How Alzheimer’s protein breaches cell membranes


New York — New research led by an Indian-origin scientist has found how protein that collects in the brain of persons with Alzheimer’s disease penetrates the cell membranes.

The findings, published in the Journal of Biological Chemistry, could lead to novel therapies for age-related diseases.

The protein amyloid-beta builds up in the brains of persons with Alzheimer’s disease, ultimately aggregating into sticky clumps called plaque on the surface of neurons.
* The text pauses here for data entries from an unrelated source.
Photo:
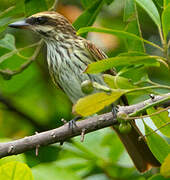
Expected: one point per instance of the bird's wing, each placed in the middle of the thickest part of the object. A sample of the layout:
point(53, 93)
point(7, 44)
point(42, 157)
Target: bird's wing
point(97, 54)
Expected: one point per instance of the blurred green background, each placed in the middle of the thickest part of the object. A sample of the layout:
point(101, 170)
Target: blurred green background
point(42, 105)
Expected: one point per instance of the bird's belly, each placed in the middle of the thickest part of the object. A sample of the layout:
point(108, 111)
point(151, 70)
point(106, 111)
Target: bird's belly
point(71, 81)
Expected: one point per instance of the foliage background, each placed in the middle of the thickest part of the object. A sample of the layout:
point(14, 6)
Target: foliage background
point(32, 92)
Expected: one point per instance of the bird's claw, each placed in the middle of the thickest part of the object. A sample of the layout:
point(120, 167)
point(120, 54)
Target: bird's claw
point(72, 123)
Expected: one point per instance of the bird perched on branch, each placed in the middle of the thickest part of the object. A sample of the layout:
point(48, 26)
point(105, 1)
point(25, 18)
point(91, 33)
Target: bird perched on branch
point(68, 55)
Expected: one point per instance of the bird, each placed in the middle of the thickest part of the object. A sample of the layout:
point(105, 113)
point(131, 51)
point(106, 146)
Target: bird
point(68, 55)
“From our study it is clear that the cell membrane is the hot spot where amyloid-beta becomes crazy,” said Ayyalusamy Ramamoorthy, Professor at University of Michigan in the US.

The researchers found that thinner parts of the neuronal membranes give access points to amyloid-beta, allowing the protein to puncture and kill those cells, and destroying the patient’s ability to make and retain memory.

These thin spots are composed of short fatty acid chains whereas the thicker parts of the membrane are composed of long fatty acid chains.

The formation of lipids with short chains — caused by ageing or other physiological means that result in Alzheimer’s — can promote cell death from the accumulation of amyloid-beta, according to the researchers.

“We’re trying to understand how components of the cell membrane and the physical and chemical properties of the lipid membrane would influence the aggregation of amyloid-beta by a variety of biophysical techniques,” Ramamoorthy said.

“The thickness of cell membranes is very important not only for Alzheimer’s disease, but also for diabetes and other aging-related diseases,” Ramamoorthy noted.

Currently, Ramamoorthy’s team is screening libraries of small molecular compounds that could target the aggregation of amyloid-beta within a person’s cell membrane.

“These findings could be significant in the potential development of compounds to treat the aging-related diseases,” he said.